The implementation of binary search needs to pay attention to the following issues:
- Boundary conditions: Special judgments need to be made on the left and right boundaries of the array, otherwise the array subscript out-of-bounds problem may occur.
- Loop condition: Generally, the left and right pointers are used to search. The loop condition is left <= right.

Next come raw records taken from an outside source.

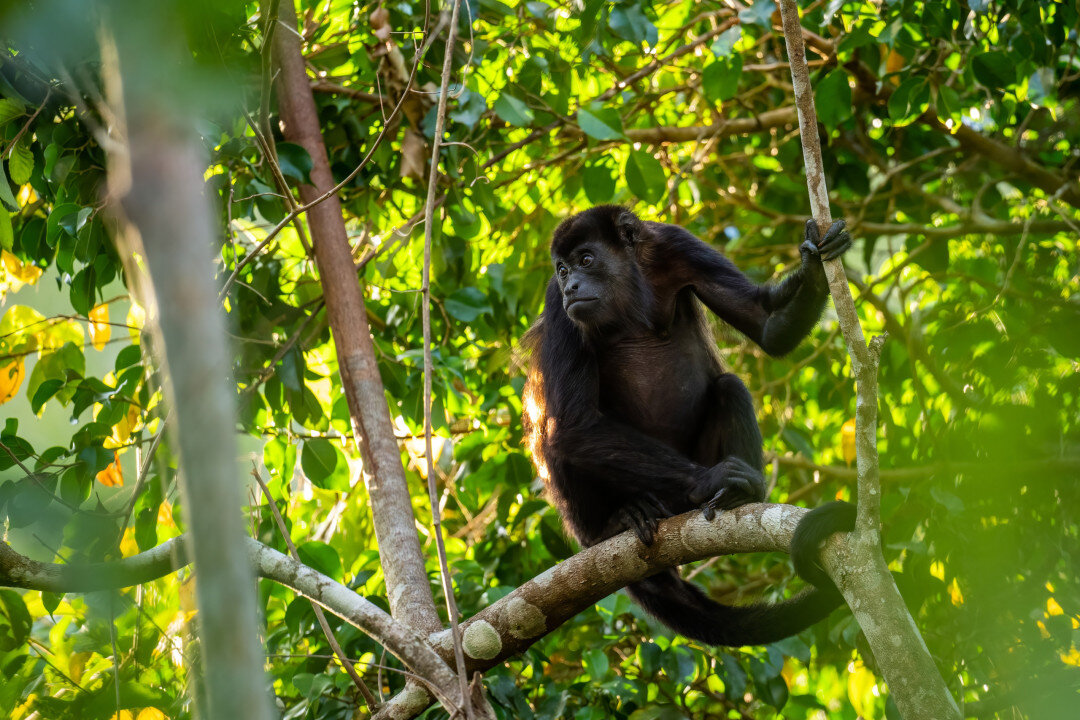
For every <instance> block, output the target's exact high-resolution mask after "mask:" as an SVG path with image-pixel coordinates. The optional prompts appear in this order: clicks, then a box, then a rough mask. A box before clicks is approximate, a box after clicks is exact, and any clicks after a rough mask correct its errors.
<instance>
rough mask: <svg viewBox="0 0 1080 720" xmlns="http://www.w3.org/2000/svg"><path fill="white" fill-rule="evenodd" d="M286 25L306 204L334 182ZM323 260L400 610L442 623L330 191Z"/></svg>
mask: <svg viewBox="0 0 1080 720" xmlns="http://www.w3.org/2000/svg"><path fill="white" fill-rule="evenodd" d="M279 22H280V27H279V28H278V31H276V32H274V33H273V44H274V58H275V60H276V63H278V65H279V66H280V68H281V73H280V76H279V78H278V83H279V106H280V111H281V118H282V122H283V123H284V126H285V130H284V132H285V138H286V139H288V140H289V141H293V142H297V144H298V145H300V146H302V147H303V148H305V149H306V150H307V151H308V154H310V155H311V162H312V168H311V173H310V176H311V181H312V185H305V186H300V198H301V200H302V201H303V203H305V204H310V203H312V202H313V201H314V200H316V199H319V198H322V196H324V195H327V192H328V191H329V190H332V189H333V188H334V187H335V186H334V176H333V174H332V173H330V166H329V160H328V158H327V155H326V146H325V145H324V144H323V138H322V131H321V128H320V124H319V114H318V112H316V109H315V100H314V97H313V96H312V93H311V83H310V81H309V79H308V74H307V69H306V67H305V63H303V57H302V55H301V53H300V43H301V39H300V36H299V35H298V32H297V31H296V10H295V5H294V2H293V0H284V1H283V2H282V3H281V10H280V18H279ZM308 221H309V223H310V227H311V237H312V242H313V244H314V250H315V263H316V264H318V267H319V274H320V276H321V279H322V285H323V293H324V297H325V298H326V312H327V316H328V318H329V324H330V330H332V331H333V335H334V344H335V348H336V350H337V357H338V366H339V371H340V372H341V384H342V386H343V388H345V392H346V397H347V399H348V403H349V412H350V415H351V416H352V424H353V432H354V434H355V436H356V440H357V445H359V446H360V448H361V454H362V456H363V458H364V480H365V483H366V485H367V492H368V495H369V497H370V500H372V516H373V518H374V525H375V535H376V538H377V540H378V543H379V547H380V548H381V549H382V553H381V555H380V559H381V562H382V569H383V572H384V574H386V579H387V592H388V595H389V598H390V608H391V611H392V612H393V614H394V616H395V617H397V619H400V620H402V621H404V622H408V623H410V624H413V626H414V627H415V628H416V629H417V630H418V631H420V633H431V631H433V630H436V629H441V628H442V623H441V622H440V620H438V613H437V612H436V611H435V601H434V599H433V597H432V595H431V586H430V584H429V582H428V573H427V570H426V568H424V559H423V554H422V553H421V551H420V541H419V539H418V536H417V533H416V519H415V517H414V515H413V504H411V500H410V499H409V493H408V486H407V485H406V481H405V471H404V468H403V467H402V462H401V450H400V449H399V447H397V439H396V438H395V437H394V434H393V425H392V424H391V421H390V410H389V408H388V407H387V399H386V395H384V391H383V386H382V379H381V377H380V376H379V368H378V365H377V363H376V358H375V344H374V341H373V340H372V334H370V328H369V326H368V324H367V313H366V312H365V309H364V296H363V293H362V289H361V283H360V281H359V279H357V277H356V272H355V270H354V264H353V260H352V253H351V248H350V247H349V236H348V233H347V232H346V228H345V219H343V218H342V216H341V203H340V201H339V200H338V198H337V195H335V194H333V193H330V194H329V195H328V196H326V199H325V200H324V201H323V202H322V203H320V204H318V205H315V206H314V207H311V209H309V210H308Z"/></svg>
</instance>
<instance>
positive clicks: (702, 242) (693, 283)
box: [665, 220, 851, 356]
mask: <svg viewBox="0 0 1080 720" xmlns="http://www.w3.org/2000/svg"><path fill="white" fill-rule="evenodd" d="M667 228H671V230H670V231H669V232H667V233H666V234H669V237H666V239H665V240H667V243H666V245H670V246H671V249H672V250H674V258H675V259H676V261H678V262H679V263H680V264H683V266H684V269H683V270H684V272H685V273H686V277H687V280H688V281H689V282H688V284H689V285H691V286H692V288H693V291H694V294H696V295H697V296H698V297H699V298H700V299H701V301H702V302H704V303H705V307H707V308H708V309H710V310H712V311H713V312H714V313H716V315H717V316H718V317H720V320H723V321H725V322H726V323H728V324H730V325H731V326H732V327H734V328H735V329H738V330H739V331H741V332H743V334H744V335H745V336H746V337H748V338H750V339H751V340H753V341H754V342H756V343H757V344H758V345H760V347H761V349H762V350H765V351H766V352H767V353H769V354H770V355H777V356H779V355H784V354H786V353H788V352H791V351H792V350H794V349H795V347H796V345H797V344H798V343H799V342H800V341H801V340H802V338H805V337H806V336H807V335H808V334H809V332H810V330H811V329H812V328H813V326H814V324H815V323H816V322H818V320H819V318H820V317H821V312H822V310H823V309H824V307H825V300H826V298H827V297H828V284H827V282H826V280H825V269H824V267H823V266H822V259H826V260H827V259H833V258H835V257H839V256H840V255H841V254H842V253H843V252H845V250H847V249H848V248H849V247H851V236H850V235H849V234H848V232H847V231H846V230H845V229H843V221H842V220H838V221H837V222H834V223H833V226H832V227H831V228H829V229H828V232H827V233H826V234H825V237H824V240H821V239H820V236H819V234H818V226H816V223H815V222H814V221H813V220H809V221H808V222H807V228H806V235H805V239H804V242H802V244H801V245H800V246H799V253H800V254H801V256H802V264H801V266H800V267H799V268H798V269H797V270H796V271H795V272H793V273H791V274H789V275H787V276H786V277H784V280H782V281H781V282H780V283H778V284H775V285H757V284H755V283H754V282H753V281H752V280H750V279H748V277H746V276H745V275H744V274H742V273H741V272H740V271H739V270H738V269H737V268H735V267H734V264H733V263H732V262H731V261H730V260H728V259H727V258H726V257H724V256H723V255H720V254H719V253H717V252H716V250H715V249H713V248H712V247H710V246H708V245H706V244H705V243H703V242H701V241H700V240H698V239H697V237H694V236H693V235H691V234H690V233H689V232H686V231H685V230H684V231H681V232H676V231H678V230H681V229H680V228H677V227H675V226H665V229H667Z"/></svg>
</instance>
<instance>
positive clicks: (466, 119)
mask: <svg viewBox="0 0 1080 720" xmlns="http://www.w3.org/2000/svg"><path fill="white" fill-rule="evenodd" d="M486 111H487V103H485V101H484V96H483V95H481V94H480V93H476V92H473V91H471V90H465V91H463V92H462V93H461V96H460V97H458V100H457V103H455V105H454V110H453V111H450V112H449V113H448V114H449V116H450V120H453V121H454V122H457V123H461V124H462V125H465V126H467V127H470V128H471V127H475V126H476V123H477V122H480V119H481V117H482V116H483V114H484V113H485V112H486ZM429 154H430V153H429Z"/></svg>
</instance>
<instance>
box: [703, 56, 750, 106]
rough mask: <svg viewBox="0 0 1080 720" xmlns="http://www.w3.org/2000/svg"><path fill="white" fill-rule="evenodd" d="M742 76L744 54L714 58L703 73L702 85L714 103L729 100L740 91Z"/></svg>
mask: <svg viewBox="0 0 1080 720" xmlns="http://www.w3.org/2000/svg"><path fill="white" fill-rule="evenodd" d="M740 77H742V56H741V55H732V56H730V57H724V58H720V59H718V60H714V62H712V63H710V64H708V65H706V66H705V69H704V70H702V73H701V87H702V91H704V93H705V97H707V98H708V99H710V100H712V101H713V103H716V101H720V100H729V99H731V98H732V97H734V96H735V94H737V93H738V92H739V78H740Z"/></svg>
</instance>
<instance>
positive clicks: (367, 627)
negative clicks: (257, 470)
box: [0, 463, 461, 717]
mask: <svg viewBox="0 0 1080 720" xmlns="http://www.w3.org/2000/svg"><path fill="white" fill-rule="evenodd" d="M230 467H231V463H230ZM189 544H190V539H188V538H187V536H181V538H175V539H173V540H170V541H166V542H164V543H162V544H161V545H158V546H157V547H153V548H151V549H149V551H146V552H143V553H139V554H138V555H134V556H132V557H127V558H124V559H122V560H113V561H110V562H92V563H85V565H80V563H65V565H56V563H51V562H39V561H37V560H31V559H29V558H27V557H25V556H24V555H21V554H19V553H16V552H15V551H14V549H12V548H11V546H9V545H8V544H6V543H2V542H0V586H6V587H24V588H27V589H36V590H46V592H50V593H93V592H97V590H104V589H114V588H120V587H131V586H133V585H139V584H141V583H147V582H150V581H152V580H157V579H158V578H163V576H165V575H167V574H170V573H172V572H175V571H176V570H179V569H180V568H183V567H185V566H186V565H188V563H189V562H190V555H189V552H188V545H189ZM240 545H241V548H242V552H243V560H244V565H245V566H247V567H253V568H254V569H255V571H256V572H257V573H258V575H259V576H260V578H266V579H267V580H272V581H274V582H276V583H280V584H282V585H284V586H286V587H289V588H292V589H294V590H296V592H297V593H299V594H300V595H302V596H303V597H306V598H308V599H310V600H312V601H313V602H318V603H319V604H320V606H322V607H323V608H325V609H326V610H328V611H330V612H333V613H334V614H335V615H338V616H339V617H341V619H342V620H345V621H346V622H348V623H350V624H351V625H354V626H355V627H357V628H359V629H361V630H363V631H364V633H366V634H367V635H369V636H370V637H372V638H373V639H375V640H376V641H377V642H379V643H380V644H382V646H383V647H384V648H386V649H387V650H389V651H390V652H391V653H392V654H393V655H394V656H395V657H397V658H399V660H401V661H402V662H403V663H404V664H405V666H406V667H408V668H409V670H411V671H413V673H415V674H416V675H417V676H419V677H420V678H421V679H422V681H423V682H424V683H426V687H427V688H428V690H429V691H431V692H432V693H434V694H435V696H436V697H438V698H440V702H442V703H443V704H444V705H445V706H446V707H447V709H448V710H449V711H450V712H454V711H455V710H456V709H457V708H459V707H461V695H460V691H459V689H458V683H457V676H456V675H455V674H454V673H453V671H451V670H450V668H449V667H448V666H447V665H446V664H445V663H444V662H443V661H442V660H441V658H440V657H438V655H436V654H435V653H434V652H433V651H432V649H431V647H430V646H429V644H428V642H426V641H424V640H423V639H422V638H421V637H420V636H419V635H417V634H416V633H415V631H414V630H413V629H411V628H410V627H408V626H407V625H405V624H404V623H400V622H397V621H396V620H394V619H393V617H391V616H390V615H389V614H387V613H386V612H384V611H382V610H381V609H379V607H378V606H376V604H375V603H373V602H370V601H369V600H367V599H366V598H364V597H363V596H361V595H357V594H356V593H355V592H354V590H351V589H349V588H348V587H346V586H345V585H342V584H341V583H338V582H337V581H335V580H332V579H330V578H327V576H326V575H324V574H322V573H320V572H318V571H315V570H312V569H311V568H309V567H308V566H306V565H303V563H302V562H300V561H299V560H296V559H294V558H291V557H288V556H287V555H284V554H282V553H279V552H278V551H275V549H273V548H271V547H268V546H266V545H264V544H262V543H260V542H258V541H257V540H253V539H251V538H242V539H241V543H240ZM260 669H261V666H260ZM241 717H245V716H241Z"/></svg>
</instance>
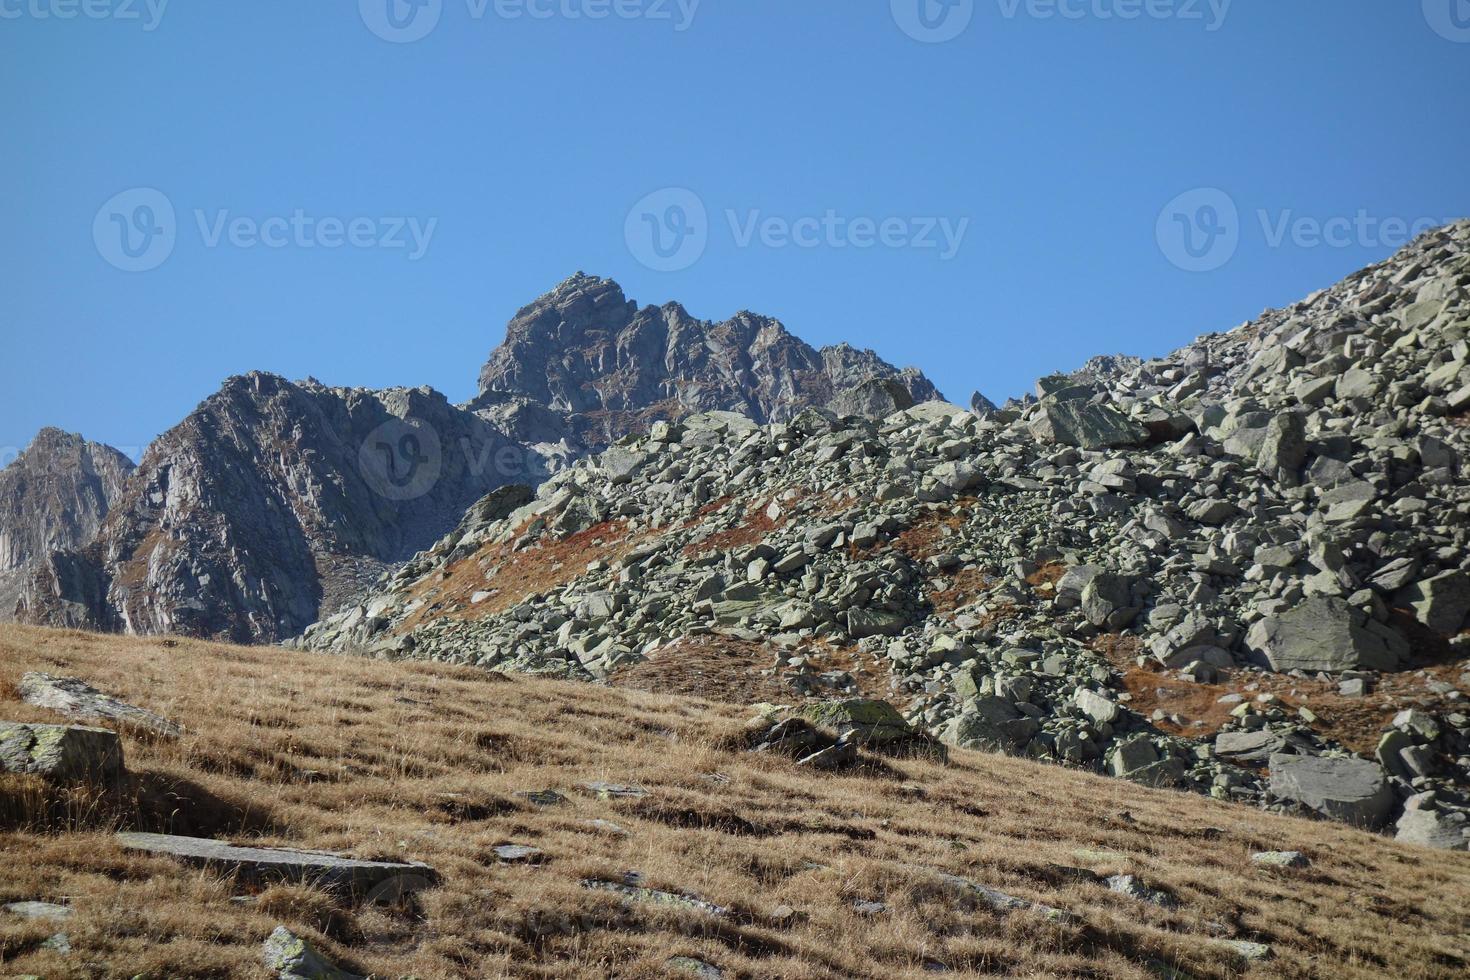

The search ends when left > right.
- Calculation of the middle position: Generally, the method of left + (right - left) / 2 is used to calculate the middle position, which can avoid overflow problems.
- Comparison operation: If target is equal to nums[mid], find the target value and return mid; if target is less than nums[mid], search in the left half, that is, right = mid - 1; otherwise, search in the right half, that is, left = mid + 1.
The following is a simple C++ code implementation for finding the target value target in the ordered array nums:
int binarySearch(vector<int>& nums, int target) {
int left = 0, right = nums.size() - 1;
while (left <= right) {
int mid = left + (right - left) / 2;
if (nums[mid] == target) {
return mid;
} else if (nums[mid] < target) {
left = mid + 1;
} else {
right = mid - 1;
}
}
return -1;
}
The time complexity of this algorithm is O(log n), where n is the length of the array, and the space complexity is O(1). Binary search is often used to solve ordered array search problems. For example, problems such as "searching for rotated sorted arrays" and "searching for two-dimensional matrices" in LeetCode can be solved using binary search.
2. Prefix
A prefix refers to a contiguous substring of a string starting with the first character. For example, the string "hello" is prefixed by "h", "he", "hel", and "hell". In string processing, prefix-related algorithms are often used, such as prefix sum, prefix maximum, etc.
Prefix sum refers to a new array obtained by sequentially adding the prefix elements in an array. It is usually used to quickly calculate the sum of elements in a certain interval. Taking the array nums as an example, its prefix and array prefix_sum can be calculated by the following code:
vector<int> prefix_sum(nums.size() + 1, 0);
for (int i = 1; i <= nums.size(); i++) {
prefix_sum[i] = prefix_sum[i - 1] + nums[i - 1];
}
After calculating the prefix sum array, you can use prefix_sum[j+1] - prefix_sum[i] to quickly calculate the element sum of nums[i...j], where i and j are the left and right boundaries of the interval.
The prefix algorithm is a very common string algorithm that can be used to quickly calculate some interval-related statistics, such as the sum of elements, maximum value, minimum value, etc. In actual programming, mastering the prefix algorithm is very helpful to improve code efficiency and optimize program performance.